In this study, there was no significant relationship between birth order, marital status, education, occupational status of patient, and income, on one hand, and delay in treatment of psychotic symptoms, on the other hand. As other researches, there were some limitations in this study, among which are the results of self-report realization and not use of detailed records. This study was also conducted among those who were admitted to Farabi Hospital of Kermanshah so it cannot be generalized to other samples.

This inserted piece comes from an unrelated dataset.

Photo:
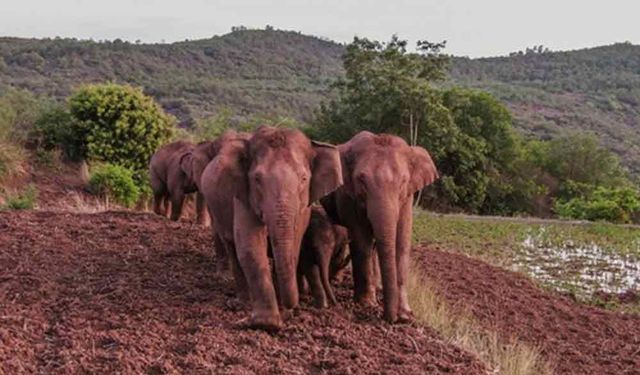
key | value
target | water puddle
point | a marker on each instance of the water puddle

Given the importance of this study, future researchers are recommended, if possible, carry out a study on a larger sample size over a course of 5 to 10 years, to investigate the correlation between rate of recovery, recurrence and chronicity of the disease, and the type of diagnosed psychiatric disorders with the delay in treatment of psychotic symptoms.

4.1. Conclusion

According to results of this study and other similar studies, demographic and social factors associated with delay in treatment of first symptoms of psychosis are introduced as important factors affecting mental health promotion and absolute improvement of individuals. Identification of these factors will be the key to designing and implementing interventions based on healthcare provision. These interventions, along with proper planning, will improve the quality of lives of patients and their families. Thus, with better understanding of these factors, it may be possible to help reducing the overall time of referral to a psychiatric services provider and thereby contribute to faster treatment of the patients by educating families, doctors, and psychologists.